Over at Power Line, Paul Mirengoff has a short but delightful post Celebrating Thomas Hamer, the Ohio Congressman who got Hiram Ulysses Grant Ulysses S. Grant into West Point.
I am, however, going to have to go back and check one point that seems amiss in the second paragraph of Paul's post:
Hamer was a lawyer in Grant’s boyhood hometown of Georgetown, Ohio, and a close friend of Jesse Grant, father of Hiram Ulysses Grant. But Hamer was an ardent Jacksonian and Jesse Grant a strident Whig. Indeed, when Hamer ran unsuccessfully for the U.S. Senate, Grant supported his opponent, Thomas Morris. By the time Hiram Ulysses was a teenager, his father and Hamer were no longer on speaking terms.
Hamer was indeed a Jacksonian Democrat. But Thomas Morris, whom Jesse the "strident Whig" supposedly supported over Hamer, was no Whig. Morris was also an ardent - and indeed radical - Jacksonian. I have written about Morris several times; those posts are collected here.

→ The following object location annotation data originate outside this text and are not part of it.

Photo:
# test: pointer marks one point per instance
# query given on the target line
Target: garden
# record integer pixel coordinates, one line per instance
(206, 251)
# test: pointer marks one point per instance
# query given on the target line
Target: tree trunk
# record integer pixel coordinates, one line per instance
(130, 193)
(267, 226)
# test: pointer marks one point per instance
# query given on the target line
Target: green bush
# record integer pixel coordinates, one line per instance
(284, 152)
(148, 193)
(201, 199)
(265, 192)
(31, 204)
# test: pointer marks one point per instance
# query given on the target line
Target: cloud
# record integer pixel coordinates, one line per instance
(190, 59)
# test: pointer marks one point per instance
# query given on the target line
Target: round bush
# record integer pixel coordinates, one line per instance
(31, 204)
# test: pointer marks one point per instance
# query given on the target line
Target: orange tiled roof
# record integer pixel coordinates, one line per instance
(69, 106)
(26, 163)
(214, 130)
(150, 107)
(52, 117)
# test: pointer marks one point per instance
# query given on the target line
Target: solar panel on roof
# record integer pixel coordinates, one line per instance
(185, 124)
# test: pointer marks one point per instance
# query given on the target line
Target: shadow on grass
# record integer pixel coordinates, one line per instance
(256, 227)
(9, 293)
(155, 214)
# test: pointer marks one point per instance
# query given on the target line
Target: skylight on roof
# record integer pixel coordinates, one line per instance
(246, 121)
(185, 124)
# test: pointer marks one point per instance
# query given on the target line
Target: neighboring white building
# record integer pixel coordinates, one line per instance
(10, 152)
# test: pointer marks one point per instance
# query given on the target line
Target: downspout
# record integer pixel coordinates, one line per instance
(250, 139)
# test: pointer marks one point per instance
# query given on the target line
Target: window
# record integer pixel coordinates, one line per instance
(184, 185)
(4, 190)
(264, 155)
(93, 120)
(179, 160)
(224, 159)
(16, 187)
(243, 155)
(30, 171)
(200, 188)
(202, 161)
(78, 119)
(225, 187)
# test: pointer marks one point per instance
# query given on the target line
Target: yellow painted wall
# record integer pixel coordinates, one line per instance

Morris served a single term in the United States Senate beginning in 1833. Hamer was first elected to the U.S. House of Representatives that same year. I suppose it is possible that both sought the Ohio Senate seat in 1833, but if so both did so as Jacksonian Democrats. I suppose it is possible that Jesse supported Morris's appointment to the Senate that year, but of course Morris's "run" for the office would have focused on persuading the state legislators who appointed Senators at the time.